Fate/Grand Order【Epic of Lancelot】 作:カチカチチーズ
これは単純に仕事の都合上書く時間が取れなかった事と何故かポケ〇ンgo熱が再発した両親と共に夜の散歩へと巻き込まれたのが原因です許してくださいなんでも(ry
超高難易度初代様はおかしい
「おはようございます……ランスロットさん?」
「……ああ、マシュか。おはよう」
既に霧は晴れ、空には青空が広がり時折ある雲で光帯が見え隠れし始めた中、顔を洗い調子を整えたマシュがランスロットのもとへ行くと、ランスロットに何処か疲れた様子が見えた為、マシュは首を傾げる。
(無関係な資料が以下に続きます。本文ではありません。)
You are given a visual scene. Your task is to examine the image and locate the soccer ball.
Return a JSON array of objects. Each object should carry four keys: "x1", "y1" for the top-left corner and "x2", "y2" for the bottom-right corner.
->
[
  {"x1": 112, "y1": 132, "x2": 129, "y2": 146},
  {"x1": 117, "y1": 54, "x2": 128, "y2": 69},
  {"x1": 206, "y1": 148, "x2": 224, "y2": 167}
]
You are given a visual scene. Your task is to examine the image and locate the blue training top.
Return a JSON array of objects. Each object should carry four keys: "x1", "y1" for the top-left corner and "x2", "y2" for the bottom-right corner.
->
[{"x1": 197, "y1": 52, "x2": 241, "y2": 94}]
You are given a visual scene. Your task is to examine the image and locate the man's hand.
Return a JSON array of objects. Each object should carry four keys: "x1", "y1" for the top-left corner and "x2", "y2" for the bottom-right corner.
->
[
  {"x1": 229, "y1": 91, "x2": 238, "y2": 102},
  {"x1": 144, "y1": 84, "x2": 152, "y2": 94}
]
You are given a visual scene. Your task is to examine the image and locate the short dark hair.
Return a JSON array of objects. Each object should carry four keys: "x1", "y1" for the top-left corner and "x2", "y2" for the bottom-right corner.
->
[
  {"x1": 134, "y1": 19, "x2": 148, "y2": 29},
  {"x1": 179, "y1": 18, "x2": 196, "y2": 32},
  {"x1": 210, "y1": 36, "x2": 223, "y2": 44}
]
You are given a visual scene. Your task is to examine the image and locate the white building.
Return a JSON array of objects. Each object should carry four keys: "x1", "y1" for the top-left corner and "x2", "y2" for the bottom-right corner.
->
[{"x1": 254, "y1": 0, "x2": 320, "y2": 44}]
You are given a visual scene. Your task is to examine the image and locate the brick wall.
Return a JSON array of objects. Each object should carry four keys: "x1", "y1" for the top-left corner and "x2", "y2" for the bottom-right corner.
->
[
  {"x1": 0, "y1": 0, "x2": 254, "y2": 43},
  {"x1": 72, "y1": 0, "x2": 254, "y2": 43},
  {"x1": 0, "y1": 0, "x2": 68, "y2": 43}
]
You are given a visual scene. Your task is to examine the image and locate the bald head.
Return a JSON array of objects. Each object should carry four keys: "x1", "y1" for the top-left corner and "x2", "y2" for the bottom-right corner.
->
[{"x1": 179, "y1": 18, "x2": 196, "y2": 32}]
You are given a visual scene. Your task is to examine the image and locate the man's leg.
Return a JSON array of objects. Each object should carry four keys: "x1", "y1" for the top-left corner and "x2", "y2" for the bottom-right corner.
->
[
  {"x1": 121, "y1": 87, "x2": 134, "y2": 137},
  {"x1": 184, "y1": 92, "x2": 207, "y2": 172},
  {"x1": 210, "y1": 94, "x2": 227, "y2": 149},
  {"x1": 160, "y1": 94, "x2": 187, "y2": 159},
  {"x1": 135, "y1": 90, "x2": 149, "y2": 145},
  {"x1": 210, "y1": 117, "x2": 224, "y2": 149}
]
「どうしたんですか? ……もしかして寝れなかったんでしょうか」
「いや、そういうわけじゃないさ。少し早朝早々疲れる事があっただけでね」
「はぁ……」
ランスロットの言葉にマシュは首を傾げながら納得する。
ランスロットはそんなマシュに小さく笑うとその手に持っていた矢の束を矢筒へと入れていく。マシュはその姿に何処と無く既視感を覚えつつアストルフォと何やら話している立香のもとへ歩いていった。
「…………なんだアル」
「……いや、まだ機嫌が悪いのか、と思ってな」
「…………とりあえず食べれんからという理由でアレを潰すな」
「むぅ……」
マシュが離れたのを確認してから木の上からアルトリアがランスロットの近くに降りてきた。そんなアルトリアにランスロットは目線をやらず作業のままアルトリアに声をかける。
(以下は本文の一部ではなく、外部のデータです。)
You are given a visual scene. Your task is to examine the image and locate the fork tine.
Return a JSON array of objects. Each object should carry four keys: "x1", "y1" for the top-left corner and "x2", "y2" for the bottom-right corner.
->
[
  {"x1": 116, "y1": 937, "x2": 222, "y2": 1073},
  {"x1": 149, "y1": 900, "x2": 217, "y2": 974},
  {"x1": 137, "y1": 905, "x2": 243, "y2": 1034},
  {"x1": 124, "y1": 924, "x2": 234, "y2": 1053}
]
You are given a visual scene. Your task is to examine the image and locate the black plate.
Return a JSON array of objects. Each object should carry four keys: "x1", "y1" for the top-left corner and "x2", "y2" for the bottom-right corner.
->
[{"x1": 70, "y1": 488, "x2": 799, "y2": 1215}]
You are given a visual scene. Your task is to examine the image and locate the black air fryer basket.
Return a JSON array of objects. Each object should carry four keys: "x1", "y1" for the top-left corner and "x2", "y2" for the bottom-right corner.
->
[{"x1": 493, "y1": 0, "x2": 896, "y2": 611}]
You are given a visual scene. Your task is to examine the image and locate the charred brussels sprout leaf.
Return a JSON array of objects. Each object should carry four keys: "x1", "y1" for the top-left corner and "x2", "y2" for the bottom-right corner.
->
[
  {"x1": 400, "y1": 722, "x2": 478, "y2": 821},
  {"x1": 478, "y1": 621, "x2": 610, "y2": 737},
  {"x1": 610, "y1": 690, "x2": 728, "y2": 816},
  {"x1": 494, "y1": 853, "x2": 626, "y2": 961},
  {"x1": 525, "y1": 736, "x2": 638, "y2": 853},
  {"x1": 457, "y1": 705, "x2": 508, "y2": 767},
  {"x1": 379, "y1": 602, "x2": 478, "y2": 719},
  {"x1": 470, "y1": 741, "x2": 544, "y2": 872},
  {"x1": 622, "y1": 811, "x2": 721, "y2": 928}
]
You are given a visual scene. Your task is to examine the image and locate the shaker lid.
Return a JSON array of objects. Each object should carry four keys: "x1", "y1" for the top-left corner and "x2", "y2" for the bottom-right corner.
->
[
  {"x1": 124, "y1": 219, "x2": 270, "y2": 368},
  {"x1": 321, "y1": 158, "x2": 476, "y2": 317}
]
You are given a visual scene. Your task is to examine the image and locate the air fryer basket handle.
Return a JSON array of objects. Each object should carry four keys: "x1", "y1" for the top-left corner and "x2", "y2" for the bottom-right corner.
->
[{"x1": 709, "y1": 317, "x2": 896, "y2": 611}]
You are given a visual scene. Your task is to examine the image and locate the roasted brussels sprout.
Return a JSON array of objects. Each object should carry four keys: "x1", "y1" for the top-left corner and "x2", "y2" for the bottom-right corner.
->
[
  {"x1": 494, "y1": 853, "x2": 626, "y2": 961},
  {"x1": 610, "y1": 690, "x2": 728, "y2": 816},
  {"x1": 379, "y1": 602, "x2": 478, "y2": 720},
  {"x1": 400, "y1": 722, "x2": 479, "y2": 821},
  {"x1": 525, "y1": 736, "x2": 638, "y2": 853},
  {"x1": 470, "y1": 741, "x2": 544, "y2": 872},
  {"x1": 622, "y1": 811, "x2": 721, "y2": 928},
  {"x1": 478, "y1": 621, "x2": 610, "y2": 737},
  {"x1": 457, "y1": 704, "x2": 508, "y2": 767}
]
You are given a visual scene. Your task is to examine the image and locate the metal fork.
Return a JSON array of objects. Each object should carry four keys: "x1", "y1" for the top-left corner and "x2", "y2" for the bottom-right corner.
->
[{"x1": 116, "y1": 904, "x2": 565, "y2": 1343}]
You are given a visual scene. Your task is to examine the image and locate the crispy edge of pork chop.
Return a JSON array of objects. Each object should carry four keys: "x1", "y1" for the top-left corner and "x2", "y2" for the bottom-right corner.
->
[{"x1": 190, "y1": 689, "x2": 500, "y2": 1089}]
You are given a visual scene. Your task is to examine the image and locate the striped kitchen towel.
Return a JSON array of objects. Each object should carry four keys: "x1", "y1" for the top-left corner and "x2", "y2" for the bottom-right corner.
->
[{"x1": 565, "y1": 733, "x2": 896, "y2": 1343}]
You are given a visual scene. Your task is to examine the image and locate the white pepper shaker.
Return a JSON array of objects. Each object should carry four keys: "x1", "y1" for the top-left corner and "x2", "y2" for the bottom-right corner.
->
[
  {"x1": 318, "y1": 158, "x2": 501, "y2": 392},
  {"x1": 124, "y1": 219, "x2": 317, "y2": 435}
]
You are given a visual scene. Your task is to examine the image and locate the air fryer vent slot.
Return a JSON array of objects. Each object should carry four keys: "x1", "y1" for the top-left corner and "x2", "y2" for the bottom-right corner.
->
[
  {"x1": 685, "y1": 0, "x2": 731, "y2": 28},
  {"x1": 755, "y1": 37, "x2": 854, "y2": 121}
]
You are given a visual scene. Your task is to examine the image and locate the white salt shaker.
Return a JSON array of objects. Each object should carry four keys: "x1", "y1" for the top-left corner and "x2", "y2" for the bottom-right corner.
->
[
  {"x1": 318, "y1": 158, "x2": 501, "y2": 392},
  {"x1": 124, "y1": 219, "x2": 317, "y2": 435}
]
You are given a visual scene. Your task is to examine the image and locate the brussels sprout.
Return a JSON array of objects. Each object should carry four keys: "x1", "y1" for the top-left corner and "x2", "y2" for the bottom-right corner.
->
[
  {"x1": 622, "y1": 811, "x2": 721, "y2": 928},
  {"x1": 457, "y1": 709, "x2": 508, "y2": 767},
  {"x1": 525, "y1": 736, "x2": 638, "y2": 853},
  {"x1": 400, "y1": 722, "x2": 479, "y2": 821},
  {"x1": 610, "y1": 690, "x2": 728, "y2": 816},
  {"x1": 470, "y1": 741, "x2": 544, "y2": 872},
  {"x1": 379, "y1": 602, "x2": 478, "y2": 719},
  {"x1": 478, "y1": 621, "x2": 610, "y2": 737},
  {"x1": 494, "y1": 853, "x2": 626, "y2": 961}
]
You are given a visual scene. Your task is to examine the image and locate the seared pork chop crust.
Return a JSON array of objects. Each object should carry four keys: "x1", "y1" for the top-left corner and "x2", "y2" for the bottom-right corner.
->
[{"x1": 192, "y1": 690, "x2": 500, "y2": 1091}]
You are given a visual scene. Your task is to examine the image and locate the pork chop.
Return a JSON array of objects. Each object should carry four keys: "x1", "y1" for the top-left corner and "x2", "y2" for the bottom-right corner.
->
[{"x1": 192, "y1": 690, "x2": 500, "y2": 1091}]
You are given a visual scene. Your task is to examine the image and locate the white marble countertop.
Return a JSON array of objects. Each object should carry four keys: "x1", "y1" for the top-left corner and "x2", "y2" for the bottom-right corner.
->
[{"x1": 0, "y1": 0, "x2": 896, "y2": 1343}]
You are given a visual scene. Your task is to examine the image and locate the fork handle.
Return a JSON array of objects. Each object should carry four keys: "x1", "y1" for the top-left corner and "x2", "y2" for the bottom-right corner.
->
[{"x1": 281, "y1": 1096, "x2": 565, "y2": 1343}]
既に早朝から時間が経っているのに何処と無く疲れた……不機嫌な様子を感じていたアルトリアはランスロットに問いかけるとやはりと言うべきか苦言を返され、アルトリアは頬を膨らませる。
「…………アルトリア」
「なんだ」
「いけるか?」
「誰にモノを言っている。この身はブリテンの騎士王だ」
「…………だな」
唐突に空気を張り詰めさせたランスロットにアルトリアは騎士王然とした態度で応答する。
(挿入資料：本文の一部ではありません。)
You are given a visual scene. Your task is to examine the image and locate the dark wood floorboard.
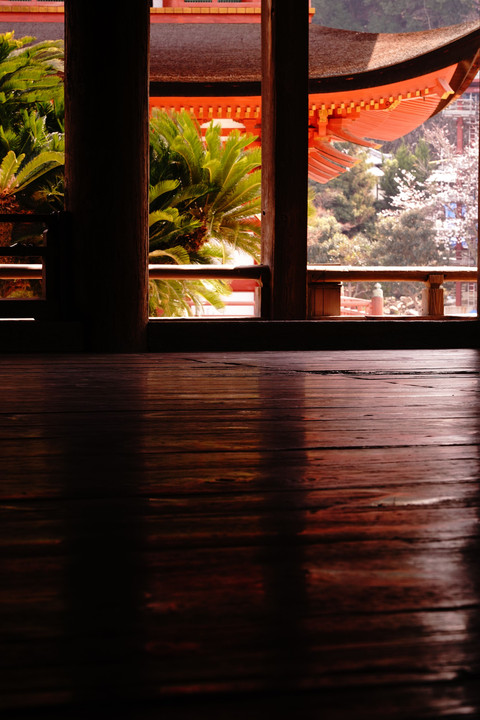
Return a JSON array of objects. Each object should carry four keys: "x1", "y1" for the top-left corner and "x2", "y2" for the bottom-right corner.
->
[{"x1": 0, "y1": 350, "x2": 480, "y2": 720}]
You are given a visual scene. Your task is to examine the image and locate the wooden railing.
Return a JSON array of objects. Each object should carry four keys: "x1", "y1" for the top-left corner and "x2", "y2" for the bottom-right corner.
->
[
  {"x1": 0, "y1": 256, "x2": 477, "y2": 320},
  {"x1": 307, "y1": 265, "x2": 478, "y2": 319},
  {"x1": 0, "y1": 213, "x2": 67, "y2": 319}
]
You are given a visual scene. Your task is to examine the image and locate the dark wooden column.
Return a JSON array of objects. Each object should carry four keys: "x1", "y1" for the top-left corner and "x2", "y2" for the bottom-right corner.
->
[
  {"x1": 262, "y1": 0, "x2": 309, "y2": 320},
  {"x1": 65, "y1": 0, "x2": 149, "y2": 352}
]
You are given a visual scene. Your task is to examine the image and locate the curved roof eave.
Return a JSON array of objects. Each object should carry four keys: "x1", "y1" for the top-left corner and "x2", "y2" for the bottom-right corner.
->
[{"x1": 151, "y1": 22, "x2": 480, "y2": 97}]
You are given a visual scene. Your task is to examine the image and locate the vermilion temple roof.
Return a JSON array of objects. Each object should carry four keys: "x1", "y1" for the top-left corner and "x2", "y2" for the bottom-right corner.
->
[
  {"x1": 151, "y1": 23, "x2": 480, "y2": 182},
  {"x1": 0, "y1": 17, "x2": 480, "y2": 182}
]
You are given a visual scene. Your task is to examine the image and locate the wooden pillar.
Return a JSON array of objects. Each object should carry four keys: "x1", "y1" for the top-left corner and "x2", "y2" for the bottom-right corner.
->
[
  {"x1": 262, "y1": 0, "x2": 309, "y2": 320},
  {"x1": 65, "y1": 0, "x2": 150, "y2": 352}
]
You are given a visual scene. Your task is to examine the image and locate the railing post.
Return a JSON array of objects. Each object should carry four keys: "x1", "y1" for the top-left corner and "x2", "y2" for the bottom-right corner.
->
[
  {"x1": 308, "y1": 282, "x2": 342, "y2": 320},
  {"x1": 422, "y1": 273, "x2": 445, "y2": 317},
  {"x1": 371, "y1": 283, "x2": 383, "y2": 315}
]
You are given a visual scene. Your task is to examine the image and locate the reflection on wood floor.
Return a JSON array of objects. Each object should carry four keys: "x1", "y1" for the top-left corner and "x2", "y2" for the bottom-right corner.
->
[{"x1": 0, "y1": 350, "x2": 480, "y2": 720}]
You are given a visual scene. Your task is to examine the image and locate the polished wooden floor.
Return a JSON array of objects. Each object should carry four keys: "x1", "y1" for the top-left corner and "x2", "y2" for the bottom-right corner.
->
[{"x1": 0, "y1": 350, "x2": 480, "y2": 720}]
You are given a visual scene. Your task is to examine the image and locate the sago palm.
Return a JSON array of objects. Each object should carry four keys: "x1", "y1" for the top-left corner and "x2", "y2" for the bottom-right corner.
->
[{"x1": 150, "y1": 112, "x2": 260, "y2": 314}]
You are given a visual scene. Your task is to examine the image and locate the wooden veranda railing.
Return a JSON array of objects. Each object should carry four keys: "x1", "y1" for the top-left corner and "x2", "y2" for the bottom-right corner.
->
[
  {"x1": 0, "y1": 252, "x2": 477, "y2": 320},
  {"x1": 0, "y1": 213, "x2": 67, "y2": 320}
]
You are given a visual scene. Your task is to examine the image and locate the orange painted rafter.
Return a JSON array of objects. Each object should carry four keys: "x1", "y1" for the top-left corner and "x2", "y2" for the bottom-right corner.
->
[{"x1": 150, "y1": 65, "x2": 456, "y2": 183}]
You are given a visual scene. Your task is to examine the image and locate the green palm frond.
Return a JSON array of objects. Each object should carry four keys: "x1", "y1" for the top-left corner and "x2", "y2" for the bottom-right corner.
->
[
  {"x1": 0, "y1": 150, "x2": 25, "y2": 193},
  {"x1": 16, "y1": 150, "x2": 65, "y2": 192}
]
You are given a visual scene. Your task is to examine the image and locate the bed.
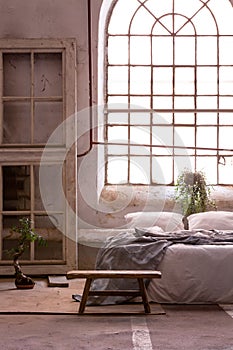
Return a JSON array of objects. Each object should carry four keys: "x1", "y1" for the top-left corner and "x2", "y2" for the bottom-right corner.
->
[{"x1": 88, "y1": 211, "x2": 233, "y2": 304}]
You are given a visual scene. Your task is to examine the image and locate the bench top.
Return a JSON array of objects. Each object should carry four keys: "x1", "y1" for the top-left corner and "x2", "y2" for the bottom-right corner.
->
[{"x1": 66, "y1": 270, "x2": 161, "y2": 279}]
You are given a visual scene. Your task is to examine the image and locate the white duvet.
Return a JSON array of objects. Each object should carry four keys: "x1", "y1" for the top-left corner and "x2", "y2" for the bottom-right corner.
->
[{"x1": 148, "y1": 244, "x2": 233, "y2": 303}]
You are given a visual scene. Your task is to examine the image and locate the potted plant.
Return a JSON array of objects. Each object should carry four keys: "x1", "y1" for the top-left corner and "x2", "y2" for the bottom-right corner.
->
[
  {"x1": 175, "y1": 170, "x2": 217, "y2": 218},
  {"x1": 8, "y1": 217, "x2": 45, "y2": 289}
]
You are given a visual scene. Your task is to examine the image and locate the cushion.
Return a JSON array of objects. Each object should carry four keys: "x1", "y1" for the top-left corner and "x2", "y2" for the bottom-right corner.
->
[
  {"x1": 125, "y1": 211, "x2": 184, "y2": 232},
  {"x1": 187, "y1": 211, "x2": 233, "y2": 230}
]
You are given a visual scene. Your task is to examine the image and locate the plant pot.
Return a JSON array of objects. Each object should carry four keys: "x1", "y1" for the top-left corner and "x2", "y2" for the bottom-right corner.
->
[
  {"x1": 15, "y1": 273, "x2": 35, "y2": 289},
  {"x1": 15, "y1": 282, "x2": 35, "y2": 289}
]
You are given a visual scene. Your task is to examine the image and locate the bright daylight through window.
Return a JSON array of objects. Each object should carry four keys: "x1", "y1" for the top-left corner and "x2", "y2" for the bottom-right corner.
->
[{"x1": 105, "y1": 0, "x2": 233, "y2": 184}]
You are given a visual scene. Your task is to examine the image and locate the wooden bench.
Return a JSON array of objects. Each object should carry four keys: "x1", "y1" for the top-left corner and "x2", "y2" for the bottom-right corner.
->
[{"x1": 67, "y1": 270, "x2": 161, "y2": 314}]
特異点にて未だ主だったサーヴァント戦は無い、だがジャンヌの目的である黒ジャンヌの排除を考えれば、これからサーヴァント戦があるのは必定。
その中でアルトリア以上のサーヴァントとぶつかる可能性をランスロットは考慮し、アルトリアに問うた。その答えをわかっていながら。
アルトリアの答えにランスロットは当たり前か、と呟き矢の束を全て入れ終えた矢筒と早朝から今の内に作り終えた大弓を持って立ち上がり、アルトリアを引き連れてジャンヌらのもとへと向かう。
「あ、おはようございますランスロットさん」
「おっはー」
「ああ、おはよう立香、アストルフォ。調子はどうだ?」
ジャンヌのもとには既にマシュと立香そしてアストルフォ。
どうやら、三人とジャンヌも既に出発する支度は出来ているようだ。
「……ふむ、ジャンヌ、そろそろ動くとしよう」
「はい。ここから一番近い街はラ・シャリテです。とりあえずはそこで黒ジャンヌについての情報を集めようと思います」
ジャンヌの言葉にランスロットは頷く。
現状黒ジャンヌの情報は竜の魔女と虐殺の二つ。無論、ランスロットはだいたい知っているがそれは一切口には出さない。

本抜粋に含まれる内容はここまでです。